阅读说明：本技术 螺旋段天线 (Helical segment antenna ) 是由 塞德里克·马泰尔 杰罗米·马西奥特 奥利维厄·帕斯卡尔 娜撒莉·拉沃 于 2019-09-06 设计创作，主要内容包括：一种发射来自沿着引导路径传播的至少一个电磁行波的辐射的天线(100)设计成减少很可能在所述引导路径末端处发生的所述行波的反射。为此目的,所述引导路径具有呈螺旋段(11、12)形式的至少一个部分,所述至少一个部分连接到所述引导路径的呈环圈(13)形式的另一部分。可以此方式获得所述天线的反射系数增益,所述增益在所述天线的传输频带的下限频率限值附近尤其有效。(An antenna (100) emitting radiation from at least one electromagnetic travelling wave propagating along a guide path is designed to reduce reflections of the travelling wave likely to occur at the ends of the guide path. For this purpose, the guide path has at least one section in the form of a spiral section (11, 12) which is connected to another section of the guide path in the form of a loop (13).

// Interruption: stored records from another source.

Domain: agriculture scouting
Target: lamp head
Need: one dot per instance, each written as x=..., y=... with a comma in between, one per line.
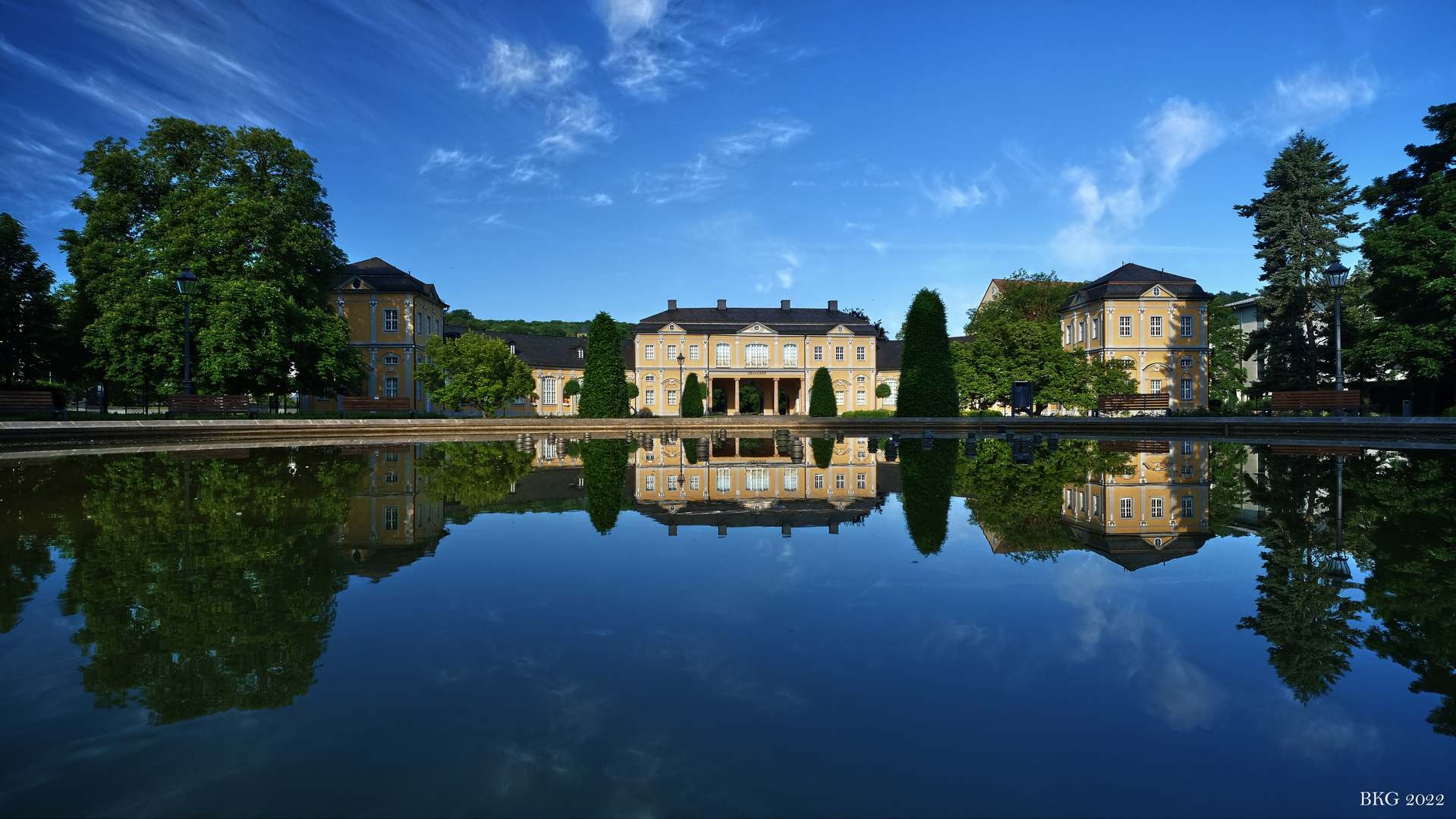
x=187, y=283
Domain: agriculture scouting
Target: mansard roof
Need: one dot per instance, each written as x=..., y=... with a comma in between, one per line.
x=383, y=277
x=728, y=320
x=1132, y=281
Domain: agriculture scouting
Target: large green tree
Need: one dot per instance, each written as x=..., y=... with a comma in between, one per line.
x=473, y=370
x=247, y=213
x=28, y=334
x=1297, y=226
x=822, y=394
x=926, y=370
x=605, y=389
x=1017, y=337
x=1411, y=248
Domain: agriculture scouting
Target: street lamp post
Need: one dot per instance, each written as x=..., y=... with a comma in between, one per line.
x=1335, y=277
x=187, y=285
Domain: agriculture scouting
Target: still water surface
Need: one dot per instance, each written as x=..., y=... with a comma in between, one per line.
x=730, y=627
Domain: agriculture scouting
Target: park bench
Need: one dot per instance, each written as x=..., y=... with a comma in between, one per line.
x=1315, y=400
x=223, y=405
x=31, y=400
x=1133, y=402
x=364, y=403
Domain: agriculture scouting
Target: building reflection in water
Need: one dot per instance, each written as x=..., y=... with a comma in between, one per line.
x=1150, y=511
x=756, y=482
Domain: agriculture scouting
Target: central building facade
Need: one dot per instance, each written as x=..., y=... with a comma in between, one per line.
x=776, y=351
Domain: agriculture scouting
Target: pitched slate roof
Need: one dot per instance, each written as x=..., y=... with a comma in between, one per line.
x=1132, y=281
x=795, y=320
x=386, y=278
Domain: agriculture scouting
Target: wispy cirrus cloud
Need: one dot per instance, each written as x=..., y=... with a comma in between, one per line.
x=1113, y=201
x=714, y=168
x=1313, y=99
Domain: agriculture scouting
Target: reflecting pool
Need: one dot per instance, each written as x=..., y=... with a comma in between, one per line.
x=730, y=626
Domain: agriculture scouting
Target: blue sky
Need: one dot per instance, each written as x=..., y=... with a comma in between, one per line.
x=546, y=160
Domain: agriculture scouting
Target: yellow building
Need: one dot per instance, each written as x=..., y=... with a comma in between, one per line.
x=773, y=350
x=1152, y=511
x=753, y=482
x=1155, y=320
x=391, y=316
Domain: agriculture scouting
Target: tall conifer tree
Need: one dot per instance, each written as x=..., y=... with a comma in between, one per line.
x=928, y=372
x=605, y=391
x=28, y=334
x=1297, y=226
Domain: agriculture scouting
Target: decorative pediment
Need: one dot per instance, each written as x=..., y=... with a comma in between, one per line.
x=757, y=329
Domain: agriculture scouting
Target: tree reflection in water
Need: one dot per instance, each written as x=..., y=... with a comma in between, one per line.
x=926, y=476
x=207, y=587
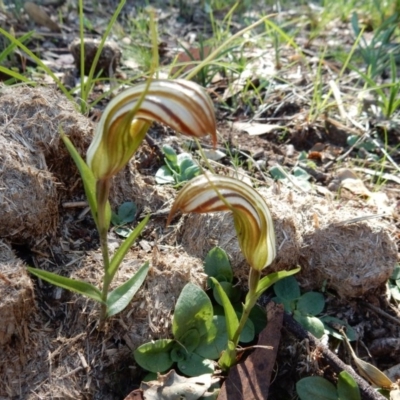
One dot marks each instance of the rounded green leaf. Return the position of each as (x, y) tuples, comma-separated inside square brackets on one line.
[(193, 309), (347, 387), (287, 288), (190, 340), (313, 324), (194, 365), (155, 356), (217, 264), (212, 349), (178, 353), (311, 303), (234, 293), (316, 388)]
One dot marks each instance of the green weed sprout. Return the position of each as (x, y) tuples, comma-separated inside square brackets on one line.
[(256, 236), (183, 106), (179, 167), (317, 387)]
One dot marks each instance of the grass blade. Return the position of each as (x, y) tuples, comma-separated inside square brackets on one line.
[(125, 246), (120, 297), (80, 287)]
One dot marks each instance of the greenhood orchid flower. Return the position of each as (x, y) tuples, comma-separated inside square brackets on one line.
[(252, 218), (182, 105)]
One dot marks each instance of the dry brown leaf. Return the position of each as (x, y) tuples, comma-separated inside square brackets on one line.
[(255, 128), (38, 15)]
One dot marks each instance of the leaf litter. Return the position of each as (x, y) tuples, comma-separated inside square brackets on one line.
[(56, 350)]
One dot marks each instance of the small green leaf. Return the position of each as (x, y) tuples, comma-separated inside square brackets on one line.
[(396, 272), (125, 246), (300, 173), (232, 322), (217, 264), (164, 176), (311, 303), (193, 309), (127, 212), (347, 387), (313, 324), (194, 365), (287, 289), (155, 356), (123, 231), (259, 318), (316, 388), (247, 334), (277, 173), (329, 323), (80, 287), (289, 305), (120, 297), (270, 279), (170, 155), (228, 357)]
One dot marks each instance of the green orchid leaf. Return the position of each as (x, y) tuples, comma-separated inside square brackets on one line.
[(88, 179), (178, 353), (316, 387), (211, 349), (155, 356), (194, 365), (126, 213), (259, 318), (217, 265), (125, 246), (74, 285), (120, 297), (247, 334), (233, 293), (190, 340), (288, 293), (232, 322), (313, 324), (311, 303), (347, 387), (193, 309)]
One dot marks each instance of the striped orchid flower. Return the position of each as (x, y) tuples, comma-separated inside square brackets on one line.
[(182, 105), (251, 215)]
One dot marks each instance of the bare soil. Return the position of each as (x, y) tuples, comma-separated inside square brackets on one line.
[(50, 344)]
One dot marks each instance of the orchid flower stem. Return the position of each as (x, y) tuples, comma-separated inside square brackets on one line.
[(251, 299), (102, 192)]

The reflection coefficient gain of the antenna, which is particularly effective around the lower frequency limit of the transmission band of the antenna, can be obtained in this way.)

1. An antenna (100) for emitting radiation from at least one travelling electromagnetic wave, which propagates along a guide path determined by the structure of the antenna, the guide path forming a transmission line dedicated to the travelling wave and having at least one path portion in the form of a spiral section (11, 12) extending to a terminating end of the spiral section,

the guide path additionally comprising a continuous loop (13) surrounding each helical segment (11, 12), and the terminating end of each helical segment being connected to the loop at the connection point (PR1, PR2) of the helical segment, such that an electrical signal transmitted to a feed input (E) of the antenna (100) produces a travelling wave propagating along each helical segment, which travelling wave is then transmitted to the loop at the connection point of the helical segment,

characterized in that, for each spiral segment (11, 12), the antenna (100) further comprises a bridging structure (SP1, SP2) arranged for connecting the spiral segment to the loop (13) upstream of the connection point (PR1, PR2) with respect to the propagation direction of the travelling wave along the spiral segment for the purpose of transporting the travelling wave and in addition to the connection point,

and wherein, for the helical section (11, 12), the two lengths of the guiding path between the bridging structure (SP1, SP2) and the connection point (PR1, PR2), measured respectively along the helical section and along the loop (13), are each equal to one quarter of the same effective wavelength value of the travelling wave, within +/-20%, corresponding to the frequency value belonging to the transmission band of the antenna (100).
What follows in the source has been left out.